Changes To The Way Infusionsoft Handles Campaign Changes (The Old 7 Day Rule)

NOTICE: The 7 Day Rule will be eliminated from all apps by Dec 7th. Your account may not be affected until then.  Please test your account before assuming the 7 Day Rule is gone.

Since 2012, when the Campaign Builder came out, until now, the Infusionsoft Campaign Builder has contained a mysterious rule called The 7 Day Rule.  The 7 Day Rule went into effect when you edited a live campaign by inserting new elements into sequence.  The rule stated:

If you add a new element into a sequence where contacts have already passed that point, the new element will be run on any contact that has passed that point within the last 7 days.

Since most people didn’t know about The 7 Day Rule, many people were caught off guard when emails went out unexpectedly.  This caused confusion.  People thought Infusionsoft was just crazy, or broken, or buggy.

The good new is, Infusionsoft has eliminated The 7 Day Rule.

What Happens Now?

So, the question I keep hearing from people in the know, is “What will happen now?”

The answer is, NOTHING.

I tested a few scenarios to prove the point.

First I created 3 sequences with 3 different timer types.  One with a date timer.  One with a delay timer, and one with a field timer.  I set them all up so they’d be just barely in the past (easily within the 7 day period).

Here’s what each sequence had inside:

Then I put ~230 contacts into those sequences and waited until they were queued:

Once they were queued I went in and added a tag application after each of the timers.  In the 7 Day Rule days, this tag would have been applied to all the queued contacts because it’s a new element being added with 7 days of the contacts passing that point.

Now, without the 7 Day Rule, nothing happens.  No contacts received the tags.  Not one of the 3 timer scenarios triggered anything.

So, the 7 Day Rule is officially dead.

Those of us who were comfortable with the 7 Day Rule, and leveraged it to do things we wanted to happen, will need to find other ways.

If you’re adding items to the end of a sequence, you can either execute those items manually on the queued contacts, or add another sequence onto the end and allow the queued contacts to flow into the new sequence.

Another option is to always keep a timer on the end of your sequences that is set for WAY in the future.  Instead of contacts getting queued, they’ll be stuck in that timer.  Then, if you want to add a new step, change the timer to the timeframe you want, add the step, then add a new long-term timer at the end and publish.  I’m not a fan of this method, but I know some people use it.

If you’re inserting items into the middle of a sequence, you’ll need to execute the steps manually on the contacts you wish to receive that step.

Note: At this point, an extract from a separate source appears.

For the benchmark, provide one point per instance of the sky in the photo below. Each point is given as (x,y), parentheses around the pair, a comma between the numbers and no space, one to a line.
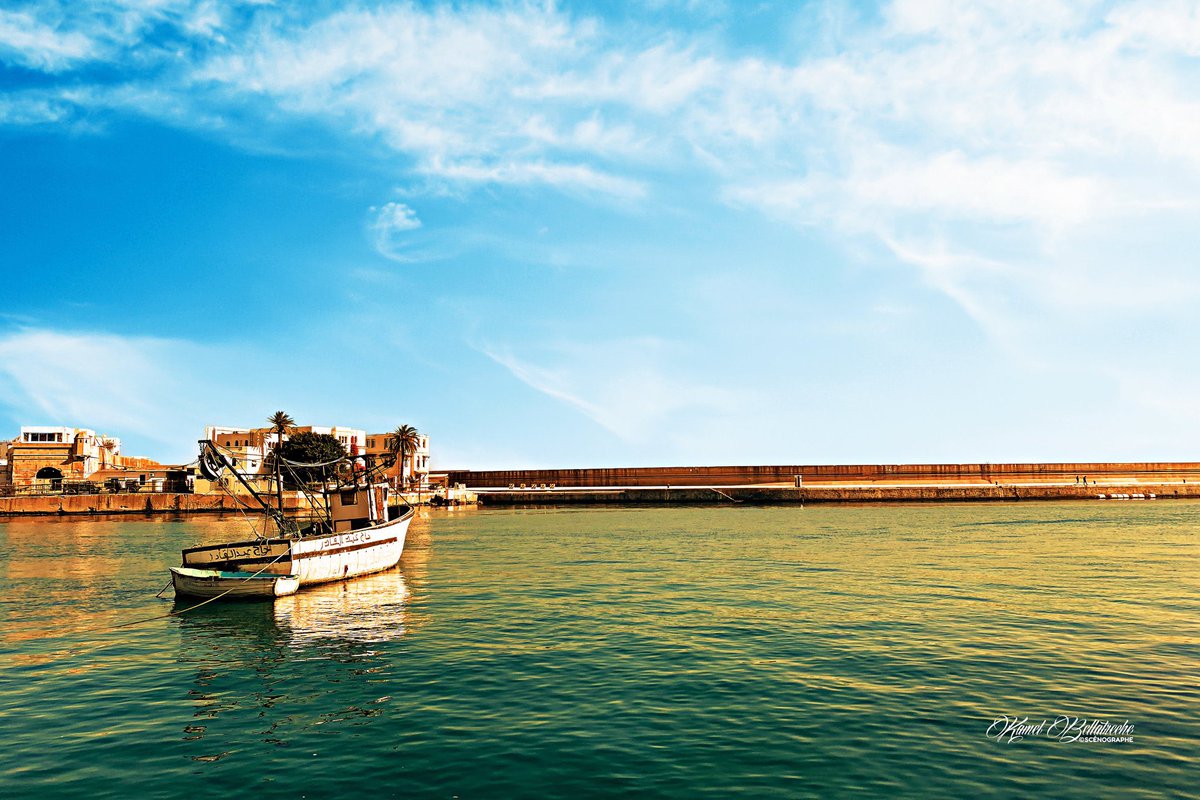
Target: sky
(594,234)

Of course, any new contact that hadn’t passed that point in the sequence yet will get the new steps automatically.

This approach is much more intuitive, although it may take a bit of getting used to for experienced users.

  • Greg Jenkins

    This is awesome – thanks for sharing!

    Two questions:

    The 7 Day Rule never had any effect on Date or Field timers, right? Were you just testing to make sure nothing funky happened on those?

    And I understand that steps in the PAST won’t process, but what if contacts are queued, and you schedule a step that would NOT yet have happened – will they queue up for that step and have it process at the time it would/should have?

    Thanks again!

    • Tyler Garns

      Greg I believe the 7 Day Rule did have an effect on Date and Field timers as well. I just tested your question. In all 3 cases (Delay, Date, and Field timers), when there were queued contacts, they did get picked up when I added timers that went into the future.

      • Greg Jenkins

        Well, the rule is going away, so I’m not sure that it matters anymore! 🙂

        But I ran a few tests to try and see if Date or Field timers were involved, and everything I found seemed to indicate that it is only delay timers that are affected:

        Anyway, thanks (as always) for your work on this!